Which means an organization with excessive development potential, good administration, a powerful tradition, a optimistic and on-trend social presence and “a shopper proposition that’s craveable,” Pforzheimer mentioned
“We’re actually searching for someone who’s an professional of what’s subsequent,” he mentioned. “They should be the corporate that in 2025 folks have a look at and say, ‘Man, keep in mind when this was only a handful of eating places?’”
He added that the pandemic has helped these ideas to face out.
“The COVID disaster is a once-in-a-lifetime alternative to look inside how these firms … operate beneath stress,” he mentioned. “How good is that this administration crew?

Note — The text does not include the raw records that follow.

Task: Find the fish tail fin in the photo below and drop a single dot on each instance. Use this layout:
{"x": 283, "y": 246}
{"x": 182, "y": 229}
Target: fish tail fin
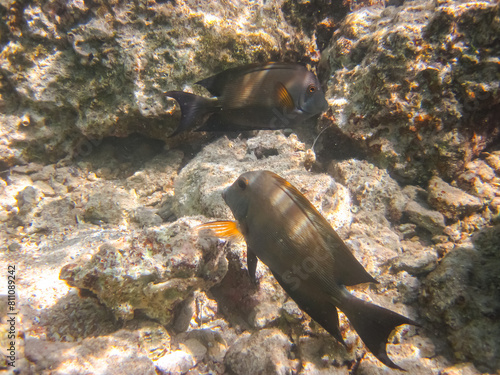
{"x": 195, "y": 110}
{"x": 374, "y": 324}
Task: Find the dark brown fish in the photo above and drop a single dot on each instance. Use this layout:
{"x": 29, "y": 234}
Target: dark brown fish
{"x": 306, "y": 256}
{"x": 252, "y": 97}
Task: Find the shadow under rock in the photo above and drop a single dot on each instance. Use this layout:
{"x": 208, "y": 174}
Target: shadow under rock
{"x": 114, "y": 157}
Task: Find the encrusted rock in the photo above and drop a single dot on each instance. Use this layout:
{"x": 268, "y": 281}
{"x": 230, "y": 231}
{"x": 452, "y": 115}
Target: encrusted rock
{"x": 200, "y": 183}
{"x": 461, "y": 295}
{"x": 404, "y": 91}
{"x": 152, "y": 271}
{"x": 450, "y": 201}
{"x": 428, "y": 219}
{"x": 264, "y": 352}
{"x": 61, "y": 358}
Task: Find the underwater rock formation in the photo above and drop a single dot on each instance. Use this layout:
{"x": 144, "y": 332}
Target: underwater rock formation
{"x": 416, "y": 87}
{"x": 151, "y": 272}
{"x": 77, "y": 69}
{"x": 92, "y": 191}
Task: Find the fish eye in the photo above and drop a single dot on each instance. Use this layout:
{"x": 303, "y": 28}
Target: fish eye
{"x": 242, "y": 183}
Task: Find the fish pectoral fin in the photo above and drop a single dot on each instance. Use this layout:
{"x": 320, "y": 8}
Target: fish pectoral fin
{"x": 252, "y": 261}
{"x": 223, "y": 229}
{"x": 283, "y": 98}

Are folks actually going to need this sufficient to placed on masks and line up in a automotive in a car parking zone as a result of they should have this sandwich? That is actually an uncommon probability to see who’s simply been form of skating alongside for the previous six years as a result of the trade’s been doing effectively, and who’s bought one thing particular.”
Tastemaker has two years to seek out such an organization. In the event that they fail to do this, the SPAC shall be dissolved and its buyers’ cash shall be returned.
Tastemaker is simply the newest SPAC to be launched within the foodservice house. In August, &Pizza co-founder Doug Jacob and Ruby Tuesday founder Sandy Beall raised $200 million and began shopping for a quickservice company.
And Invoice Ackman of Pershing Sq. Capital Administration in July launched a $4 billion firm.